How do you juggle being an artist/musician, dad and husband?
With great difficulty! There’s no magic formula for getting it right – even if someone else seems to be managing, it won’t necessarily work for you because everyone’s situation is different.
I try to work from the reality that our time is finite. I’ve learned to say no and not to double book my time. I also try to prioritize husband and dad time, because those are the most important relationships.
Who are some of your role models?
Shaheen Ariefdien of POC was a huge influence in my formative years as an emcee. He remains one of the greatest lyricists our country has ever produced.
I follow Eric Roberson because I love his music and his business acumen in managing his own career independently.
DJ Ready D is a great role model for his longevity as an artist. He just turned 50 and, if anything, he seems to be gaining momentum instead of slowing down. I love how artists like him rewrite the rule book and defy expectations of what can be achieved in their field.
What is next for you?
I’m currently planning the release events for my latest music video off the Al Jerome album. The song is titled Ek Sal and features George native Hakkiesdraad Hartman and a guitar solo by Allou April.
To celebrate the Cape Town/Garden Route partnership, we’re hosting 2 events – one in Mossel Bay and one in Central Cape Town.
Beyond that, the intention for the 2ndhalf of 2019 is to tour and promote the album.

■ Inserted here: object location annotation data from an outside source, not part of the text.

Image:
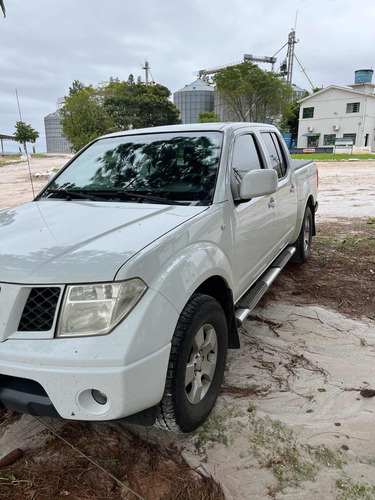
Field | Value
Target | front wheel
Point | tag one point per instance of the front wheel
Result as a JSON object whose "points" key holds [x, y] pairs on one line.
{"points": [[196, 365], [303, 244]]}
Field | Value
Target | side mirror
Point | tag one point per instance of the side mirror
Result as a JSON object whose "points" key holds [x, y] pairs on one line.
{"points": [[260, 182]]}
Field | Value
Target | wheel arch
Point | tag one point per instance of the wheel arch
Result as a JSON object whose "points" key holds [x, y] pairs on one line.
{"points": [[217, 288], [310, 203]]}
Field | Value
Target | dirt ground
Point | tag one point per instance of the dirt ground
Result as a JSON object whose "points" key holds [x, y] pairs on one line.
{"points": [[296, 414]]}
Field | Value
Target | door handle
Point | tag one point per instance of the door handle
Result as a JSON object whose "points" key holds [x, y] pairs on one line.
{"points": [[272, 203]]}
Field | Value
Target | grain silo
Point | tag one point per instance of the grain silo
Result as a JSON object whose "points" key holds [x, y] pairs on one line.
{"points": [[56, 142], [193, 98]]}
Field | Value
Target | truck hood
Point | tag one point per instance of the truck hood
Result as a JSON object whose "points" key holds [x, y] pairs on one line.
{"points": [[55, 241]]}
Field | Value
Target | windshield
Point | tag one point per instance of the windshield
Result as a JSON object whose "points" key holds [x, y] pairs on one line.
{"points": [[173, 166]]}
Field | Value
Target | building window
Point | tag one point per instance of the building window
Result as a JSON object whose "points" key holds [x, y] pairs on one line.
{"points": [[329, 139], [308, 113], [352, 107], [313, 141], [350, 136]]}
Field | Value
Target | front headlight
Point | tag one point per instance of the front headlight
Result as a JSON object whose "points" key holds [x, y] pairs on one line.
{"points": [[97, 308]]}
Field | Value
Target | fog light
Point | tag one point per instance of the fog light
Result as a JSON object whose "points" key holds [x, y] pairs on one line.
{"points": [[99, 396]]}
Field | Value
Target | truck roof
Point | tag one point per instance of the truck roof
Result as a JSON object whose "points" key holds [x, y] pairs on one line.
{"points": [[191, 127]]}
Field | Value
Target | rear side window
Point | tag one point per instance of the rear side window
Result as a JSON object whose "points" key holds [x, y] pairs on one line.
{"points": [[245, 156], [275, 153]]}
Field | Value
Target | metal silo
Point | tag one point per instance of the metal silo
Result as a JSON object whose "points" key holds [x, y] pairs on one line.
{"points": [[56, 142], [193, 98]]}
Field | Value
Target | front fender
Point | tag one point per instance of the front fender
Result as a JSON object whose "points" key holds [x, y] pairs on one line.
{"points": [[304, 193], [182, 275]]}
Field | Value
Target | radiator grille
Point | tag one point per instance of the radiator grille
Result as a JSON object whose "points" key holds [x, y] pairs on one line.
{"points": [[39, 310]]}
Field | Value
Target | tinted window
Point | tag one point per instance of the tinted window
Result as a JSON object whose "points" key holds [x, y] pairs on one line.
{"points": [[276, 154], [182, 166], [245, 156]]}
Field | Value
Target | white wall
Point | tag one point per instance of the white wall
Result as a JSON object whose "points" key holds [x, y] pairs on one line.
{"points": [[330, 110]]}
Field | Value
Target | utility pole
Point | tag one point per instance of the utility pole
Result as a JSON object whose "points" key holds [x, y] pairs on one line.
{"points": [[290, 56], [146, 67]]}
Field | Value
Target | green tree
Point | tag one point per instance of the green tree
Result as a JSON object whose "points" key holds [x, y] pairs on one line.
{"points": [[140, 105], [208, 117], [251, 94], [76, 87], [25, 133], [84, 118], [90, 112]]}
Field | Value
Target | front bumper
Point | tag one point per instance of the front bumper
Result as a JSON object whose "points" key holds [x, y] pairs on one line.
{"points": [[128, 365]]}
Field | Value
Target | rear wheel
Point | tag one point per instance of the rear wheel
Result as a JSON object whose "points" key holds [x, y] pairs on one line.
{"points": [[196, 365], [303, 244]]}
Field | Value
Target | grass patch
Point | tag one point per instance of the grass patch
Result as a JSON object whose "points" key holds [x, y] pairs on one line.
{"points": [[276, 448], [56, 470], [348, 490], [218, 428], [332, 157]]}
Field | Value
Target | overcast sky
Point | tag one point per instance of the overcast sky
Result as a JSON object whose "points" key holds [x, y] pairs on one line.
{"points": [[46, 44]]}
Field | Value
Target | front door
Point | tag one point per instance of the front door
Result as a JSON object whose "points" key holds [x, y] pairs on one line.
{"points": [[254, 221]]}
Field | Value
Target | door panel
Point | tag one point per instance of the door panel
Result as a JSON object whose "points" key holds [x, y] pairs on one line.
{"points": [[254, 222]]}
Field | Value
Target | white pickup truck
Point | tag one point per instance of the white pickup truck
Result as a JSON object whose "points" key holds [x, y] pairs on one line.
{"points": [[123, 283]]}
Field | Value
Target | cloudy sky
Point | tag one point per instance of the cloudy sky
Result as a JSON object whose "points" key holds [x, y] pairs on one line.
{"points": [[46, 44]]}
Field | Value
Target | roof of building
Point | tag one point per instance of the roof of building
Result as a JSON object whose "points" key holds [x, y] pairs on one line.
{"points": [[198, 85], [55, 114], [337, 87]]}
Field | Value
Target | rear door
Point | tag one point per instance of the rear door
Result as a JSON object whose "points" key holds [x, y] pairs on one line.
{"points": [[254, 222], [286, 196]]}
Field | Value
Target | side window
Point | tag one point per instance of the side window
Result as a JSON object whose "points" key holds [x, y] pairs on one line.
{"points": [[275, 152], [245, 157]]}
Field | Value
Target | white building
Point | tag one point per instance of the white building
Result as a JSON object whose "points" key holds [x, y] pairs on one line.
{"points": [[339, 115]]}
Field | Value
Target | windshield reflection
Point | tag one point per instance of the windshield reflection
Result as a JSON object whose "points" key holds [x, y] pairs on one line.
{"points": [[177, 166]]}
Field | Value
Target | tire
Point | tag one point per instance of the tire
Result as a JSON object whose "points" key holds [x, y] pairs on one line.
{"points": [[196, 365], [303, 243]]}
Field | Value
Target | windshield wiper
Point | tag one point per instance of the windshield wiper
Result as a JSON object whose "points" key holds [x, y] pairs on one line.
{"points": [[70, 193], [147, 197]]}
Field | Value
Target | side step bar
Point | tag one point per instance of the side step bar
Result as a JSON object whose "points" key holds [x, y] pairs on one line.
{"points": [[256, 292]]}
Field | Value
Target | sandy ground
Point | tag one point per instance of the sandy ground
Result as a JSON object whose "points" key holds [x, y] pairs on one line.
{"points": [[346, 189], [291, 422]]}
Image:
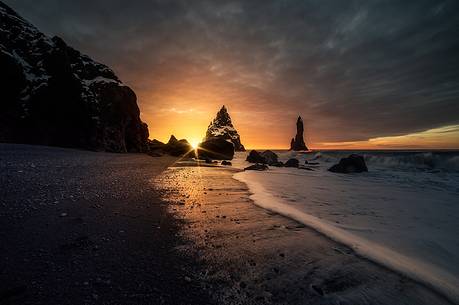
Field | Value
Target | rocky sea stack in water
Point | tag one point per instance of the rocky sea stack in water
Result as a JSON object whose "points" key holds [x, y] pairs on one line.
{"points": [[54, 95], [222, 127], [297, 142]]}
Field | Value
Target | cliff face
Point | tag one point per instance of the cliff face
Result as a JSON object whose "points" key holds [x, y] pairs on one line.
{"points": [[53, 95], [222, 127], [297, 143]]}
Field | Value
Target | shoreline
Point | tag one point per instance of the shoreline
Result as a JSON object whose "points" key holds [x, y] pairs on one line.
{"points": [[81, 227], [396, 262], [256, 255]]}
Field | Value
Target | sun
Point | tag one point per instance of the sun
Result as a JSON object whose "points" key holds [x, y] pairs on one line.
{"points": [[194, 143]]}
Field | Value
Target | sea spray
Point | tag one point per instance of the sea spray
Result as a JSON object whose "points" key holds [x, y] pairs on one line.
{"points": [[414, 267]]}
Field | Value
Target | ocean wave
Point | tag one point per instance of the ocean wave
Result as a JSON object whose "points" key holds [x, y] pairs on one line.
{"points": [[414, 161], [430, 275]]}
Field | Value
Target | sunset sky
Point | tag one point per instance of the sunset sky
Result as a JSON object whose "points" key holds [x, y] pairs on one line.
{"points": [[362, 74]]}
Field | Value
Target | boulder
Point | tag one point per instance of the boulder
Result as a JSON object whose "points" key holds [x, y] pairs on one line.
{"points": [[292, 163], [257, 167], [216, 148], [255, 157], [176, 147], [270, 157], [352, 164]]}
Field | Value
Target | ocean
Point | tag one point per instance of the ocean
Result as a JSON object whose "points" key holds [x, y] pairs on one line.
{"points": [[403, 213]]}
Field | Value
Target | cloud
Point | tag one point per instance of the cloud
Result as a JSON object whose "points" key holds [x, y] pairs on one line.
{"points": [[355, 70]]}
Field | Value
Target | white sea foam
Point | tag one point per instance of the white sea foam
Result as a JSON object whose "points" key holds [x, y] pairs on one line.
{"points": [[403, 217]]}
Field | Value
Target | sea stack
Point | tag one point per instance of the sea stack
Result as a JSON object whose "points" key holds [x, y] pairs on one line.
{"points": [[297, 143], [222, 127]]}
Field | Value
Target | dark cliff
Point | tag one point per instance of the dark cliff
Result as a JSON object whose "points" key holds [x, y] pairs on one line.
{"points": [[53, 95]]}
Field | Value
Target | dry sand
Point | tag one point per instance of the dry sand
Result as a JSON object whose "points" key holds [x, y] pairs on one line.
{"points": [[79, 227]]}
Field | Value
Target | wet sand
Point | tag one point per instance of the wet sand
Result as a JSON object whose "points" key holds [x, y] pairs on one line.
{"points": [[252, 256], [79, 227]]}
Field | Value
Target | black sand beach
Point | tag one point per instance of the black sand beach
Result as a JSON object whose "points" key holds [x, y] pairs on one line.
{"points": [[253, 256], [80, 227]]}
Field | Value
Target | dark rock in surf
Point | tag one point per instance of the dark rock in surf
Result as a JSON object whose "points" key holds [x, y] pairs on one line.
{"points": [[352, 164], [176, 147], [216, 148], [255, 157], [297, 143], [222, 127], [257, 167], [270, 157], [292, 163]]}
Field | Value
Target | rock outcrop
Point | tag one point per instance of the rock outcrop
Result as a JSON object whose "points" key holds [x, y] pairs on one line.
{"points": [[257, 167], [54, 95], [173, 147], [215, 148], [222, 127], [352, 164], [297, 143]]}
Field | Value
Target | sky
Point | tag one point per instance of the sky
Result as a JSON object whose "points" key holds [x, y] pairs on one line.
{"points": [[362, 74]]}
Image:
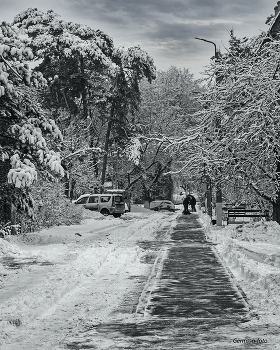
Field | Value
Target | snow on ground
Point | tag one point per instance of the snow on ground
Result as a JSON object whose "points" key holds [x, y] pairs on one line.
{"points": [[252, 253], [49, 279]]}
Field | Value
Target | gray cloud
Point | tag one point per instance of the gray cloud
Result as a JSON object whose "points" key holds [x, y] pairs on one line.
{"points": [[165, 28]]}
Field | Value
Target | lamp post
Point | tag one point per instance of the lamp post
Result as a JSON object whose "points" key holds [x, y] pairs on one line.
{"points": [[219, 200]]}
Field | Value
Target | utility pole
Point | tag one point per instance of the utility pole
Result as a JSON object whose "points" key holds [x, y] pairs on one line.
{"points": [[219, 195]]}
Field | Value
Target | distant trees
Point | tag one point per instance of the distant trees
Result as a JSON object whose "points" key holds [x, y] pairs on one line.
{"points": [[237, 140], [167, 109]]}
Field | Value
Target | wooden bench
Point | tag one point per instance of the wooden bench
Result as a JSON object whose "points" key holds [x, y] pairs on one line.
{"points": [[246, 213]]}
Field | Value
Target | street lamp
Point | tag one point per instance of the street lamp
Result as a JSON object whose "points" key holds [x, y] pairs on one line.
{"points": [[219, 200]]}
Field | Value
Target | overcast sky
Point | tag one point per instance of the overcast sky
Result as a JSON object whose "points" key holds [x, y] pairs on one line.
{"points": [[166, 29]]}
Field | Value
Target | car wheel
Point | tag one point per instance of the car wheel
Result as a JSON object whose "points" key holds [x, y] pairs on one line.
{"points": [[105, 212]]}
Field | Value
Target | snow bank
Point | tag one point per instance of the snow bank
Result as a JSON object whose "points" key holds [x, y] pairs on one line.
{"points": [[252, 252]]}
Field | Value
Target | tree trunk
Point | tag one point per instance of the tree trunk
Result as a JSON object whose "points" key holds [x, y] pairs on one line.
{"points": [[106, 148], [276, 204]]}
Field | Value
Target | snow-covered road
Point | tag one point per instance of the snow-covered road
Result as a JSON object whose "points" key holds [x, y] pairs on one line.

I have so many open doors around the country and I want to honor the support I’ve been getting by visiting those people ‘at home’.
Any words of wisdom to young aspiring artists trying to make it in the music world?
Before you do anything, you absolutely have to sit down and define what you consider success. This will differ for everyone and in large will determine the musical and business decisions you make regarding your career. The music industry will present you with many opportunities and choices, and if you have a solid idea of who you are and where you want to be, it will be a lot easier to navigate that maze.